On August 12, 1898 National Guard of Hawaii was converted into the Hawaii National Guard. In 1938 members of the 2nd BN, 299 INF RGT of the Hawaii National Guard unit in Hilo aided striking workers against government authorities during the protest that became known as the Hilo Massacre. In 1940, with the 298th INF RGT and 299th INF RGT of the Hawaii National Guard being federalized, the governor and Adjutant General had minimal troops available to carry out Territorial duties.
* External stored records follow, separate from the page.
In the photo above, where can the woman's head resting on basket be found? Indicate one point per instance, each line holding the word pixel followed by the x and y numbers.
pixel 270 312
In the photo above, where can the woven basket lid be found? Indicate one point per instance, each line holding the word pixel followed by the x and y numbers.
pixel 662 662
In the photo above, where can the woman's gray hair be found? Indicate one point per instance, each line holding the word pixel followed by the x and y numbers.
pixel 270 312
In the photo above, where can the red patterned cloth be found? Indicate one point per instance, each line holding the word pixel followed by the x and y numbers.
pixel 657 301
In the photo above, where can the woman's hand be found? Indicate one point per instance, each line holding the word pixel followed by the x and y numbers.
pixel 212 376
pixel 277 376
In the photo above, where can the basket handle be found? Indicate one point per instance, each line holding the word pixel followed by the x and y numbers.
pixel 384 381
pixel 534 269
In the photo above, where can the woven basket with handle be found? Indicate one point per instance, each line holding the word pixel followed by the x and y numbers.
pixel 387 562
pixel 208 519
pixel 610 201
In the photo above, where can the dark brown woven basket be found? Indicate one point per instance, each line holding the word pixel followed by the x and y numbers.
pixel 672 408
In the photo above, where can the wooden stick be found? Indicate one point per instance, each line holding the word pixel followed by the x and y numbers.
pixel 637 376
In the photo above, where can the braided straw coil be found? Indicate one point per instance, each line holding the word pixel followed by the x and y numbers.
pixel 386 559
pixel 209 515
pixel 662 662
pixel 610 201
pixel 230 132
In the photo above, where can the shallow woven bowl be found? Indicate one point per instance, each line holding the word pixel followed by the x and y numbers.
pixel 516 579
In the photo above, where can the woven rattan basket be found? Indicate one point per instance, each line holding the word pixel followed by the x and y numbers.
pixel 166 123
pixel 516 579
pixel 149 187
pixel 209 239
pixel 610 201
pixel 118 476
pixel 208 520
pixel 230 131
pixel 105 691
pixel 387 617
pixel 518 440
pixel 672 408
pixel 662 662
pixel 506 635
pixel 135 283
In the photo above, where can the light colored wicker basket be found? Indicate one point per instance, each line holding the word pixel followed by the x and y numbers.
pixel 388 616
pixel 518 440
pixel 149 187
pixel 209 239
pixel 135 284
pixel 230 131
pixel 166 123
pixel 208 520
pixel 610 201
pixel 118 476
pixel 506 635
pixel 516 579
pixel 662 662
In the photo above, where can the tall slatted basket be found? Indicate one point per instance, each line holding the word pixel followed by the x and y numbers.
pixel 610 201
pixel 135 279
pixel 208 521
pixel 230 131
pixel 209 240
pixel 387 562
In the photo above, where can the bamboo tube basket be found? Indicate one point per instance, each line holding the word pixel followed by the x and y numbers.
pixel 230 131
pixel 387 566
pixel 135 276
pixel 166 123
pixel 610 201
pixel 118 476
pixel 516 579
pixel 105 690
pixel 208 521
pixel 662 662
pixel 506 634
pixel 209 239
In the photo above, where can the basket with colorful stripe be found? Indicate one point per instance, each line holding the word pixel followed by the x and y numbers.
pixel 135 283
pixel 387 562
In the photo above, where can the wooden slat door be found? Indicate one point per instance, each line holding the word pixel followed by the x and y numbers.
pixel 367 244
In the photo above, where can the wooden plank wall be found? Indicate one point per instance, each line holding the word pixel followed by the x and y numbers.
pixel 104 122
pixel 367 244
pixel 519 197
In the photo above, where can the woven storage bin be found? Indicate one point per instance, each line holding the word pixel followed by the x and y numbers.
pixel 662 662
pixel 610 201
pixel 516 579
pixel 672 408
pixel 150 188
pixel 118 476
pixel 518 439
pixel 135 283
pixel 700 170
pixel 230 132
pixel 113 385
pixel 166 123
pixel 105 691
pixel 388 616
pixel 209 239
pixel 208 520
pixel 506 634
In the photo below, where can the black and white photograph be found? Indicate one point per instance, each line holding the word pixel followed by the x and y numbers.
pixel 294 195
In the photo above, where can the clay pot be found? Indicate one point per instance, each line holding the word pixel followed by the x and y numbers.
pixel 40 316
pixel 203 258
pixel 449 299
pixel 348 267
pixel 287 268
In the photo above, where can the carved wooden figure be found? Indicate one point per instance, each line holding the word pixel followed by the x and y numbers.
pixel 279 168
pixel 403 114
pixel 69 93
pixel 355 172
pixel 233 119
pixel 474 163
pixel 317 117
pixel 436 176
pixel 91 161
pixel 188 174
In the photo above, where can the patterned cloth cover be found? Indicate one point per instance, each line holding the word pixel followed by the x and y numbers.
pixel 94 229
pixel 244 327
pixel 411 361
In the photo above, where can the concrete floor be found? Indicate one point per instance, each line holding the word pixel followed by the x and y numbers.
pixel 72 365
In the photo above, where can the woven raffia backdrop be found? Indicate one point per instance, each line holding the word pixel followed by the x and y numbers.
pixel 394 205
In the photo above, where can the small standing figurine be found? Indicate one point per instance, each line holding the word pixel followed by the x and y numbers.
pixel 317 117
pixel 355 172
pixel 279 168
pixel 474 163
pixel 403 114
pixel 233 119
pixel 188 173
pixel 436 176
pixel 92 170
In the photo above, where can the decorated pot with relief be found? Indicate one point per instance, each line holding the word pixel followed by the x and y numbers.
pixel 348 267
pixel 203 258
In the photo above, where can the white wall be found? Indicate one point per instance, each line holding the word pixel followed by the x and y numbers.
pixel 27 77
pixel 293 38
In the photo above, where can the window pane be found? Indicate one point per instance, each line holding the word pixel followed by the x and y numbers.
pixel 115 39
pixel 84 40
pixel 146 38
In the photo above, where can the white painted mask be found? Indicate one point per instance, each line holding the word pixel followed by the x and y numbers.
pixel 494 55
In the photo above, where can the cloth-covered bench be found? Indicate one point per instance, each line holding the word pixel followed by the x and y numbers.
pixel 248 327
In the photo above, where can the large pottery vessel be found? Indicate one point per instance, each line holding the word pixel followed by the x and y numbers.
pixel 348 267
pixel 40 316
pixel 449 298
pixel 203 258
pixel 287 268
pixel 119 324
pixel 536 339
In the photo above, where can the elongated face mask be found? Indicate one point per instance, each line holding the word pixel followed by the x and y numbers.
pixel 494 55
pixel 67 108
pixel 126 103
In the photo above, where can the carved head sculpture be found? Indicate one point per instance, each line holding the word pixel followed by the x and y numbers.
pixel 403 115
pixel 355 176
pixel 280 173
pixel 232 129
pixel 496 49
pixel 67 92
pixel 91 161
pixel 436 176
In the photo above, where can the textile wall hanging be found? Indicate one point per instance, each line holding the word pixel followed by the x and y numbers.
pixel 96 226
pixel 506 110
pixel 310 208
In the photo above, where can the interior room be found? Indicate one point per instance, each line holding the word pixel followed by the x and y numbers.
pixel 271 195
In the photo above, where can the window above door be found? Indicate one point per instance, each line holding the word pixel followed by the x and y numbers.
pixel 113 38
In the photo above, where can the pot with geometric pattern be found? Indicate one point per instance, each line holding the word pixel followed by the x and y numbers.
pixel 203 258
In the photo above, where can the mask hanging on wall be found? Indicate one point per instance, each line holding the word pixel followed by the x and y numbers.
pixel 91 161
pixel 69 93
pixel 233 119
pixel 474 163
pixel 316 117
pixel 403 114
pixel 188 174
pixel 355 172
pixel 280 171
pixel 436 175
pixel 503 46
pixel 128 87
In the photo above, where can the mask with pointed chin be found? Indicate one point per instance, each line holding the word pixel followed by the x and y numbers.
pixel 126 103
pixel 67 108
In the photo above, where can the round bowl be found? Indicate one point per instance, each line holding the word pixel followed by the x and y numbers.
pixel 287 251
After the attack on Pearl Harbor, the Hawaii Territorial Guard was created to serve as the stateside replacement for the National Guard. As a State Defense Force, the Hawaii Territorial Guard was not subject to federalization or deployment, but rather answered only to the governor. In January 1942, due to suspicions of their loyalty, Hawaii Territorial Guardsman of Japanese ancestry were dismissed. However, the Japanese members of the Hawaii National Guard who were on Active Duty with the 298th and 299th INF RGTs were retained until June 1942, when they were removed and placed in the Hawaiian Provisional Battalion. This unit would soon become the famed 100th Infantry Battalion.

===Historic units===
298th Infantry Regiment - The 298th Infantry was organized as the 1st Regiment, National Guard of Hawaii from 1893-95 at Honolulu. It was redesignated as the 1st Hawaiian Infantry Regiment and mobilized into federal service during World War I at Fort Shafter, Hawaii from 1918-19. In 1923 it was redesignated as the 298th Infantry Regiment. Called to Federal service on 15 October 1940, the 298th Infantry was assigned to the 25th Division on 1 October 1941. On 7 December 1941 the 298th Infantry came under fire and took casualties during the Japanese attack on Pearl Harbor. On 23 July 1942 the 298th Regiment was reassigned to the 24th Infantry Division. On 12 June 1943 the 298th Infantry was relieved from assignment to the 24th Division and was designated as a separate infantry regiment. It was assigned to the U.S. Army Central Pacific and participated in the Central and Western Pacific, Leyte and Ryukyu campaigns. The regiment was released from federal service on 10 April 1945 in Hawaii. On 8 January 1957 the 298th Infantry was reorganized and redesignated as the 298th Antiaircraft Artillery Group. It was further redesignated as the 298th Artillery Group (Air Defense) on 15 November 1961. On 22 January 1972 the 298th was reorganized and redesignated as the 298th Field Depot with station at Wahiawa, Hawaii. On 1 June 1976 the 298th Field Depot was inactivated with its headquarters and headquarters company being consolidated with headquarters and headquarters detachment, Hawaii Army National Guard. On 16 August 1997, a new 298th Regiment not related by lineage to the original 298th Infantry Regiment, was constituted as a Regional Training Institute for the Hawaii Army National Guard at Waimanalo, Hawaii. During COVID-19, the Medical Detachment (MED DET) helped distribute vaccines, and successfully executed its Health Service Support and Force Health Protection missions, which aimed to maintain high levels of medical readiness. They conducted Periodic Health Assessments, Dental Examinations, Hearing Test, Profiles, Vision Readiness Screenings, Immunizations, Flight Physicals, Behavior Health Support, and Case Management Support.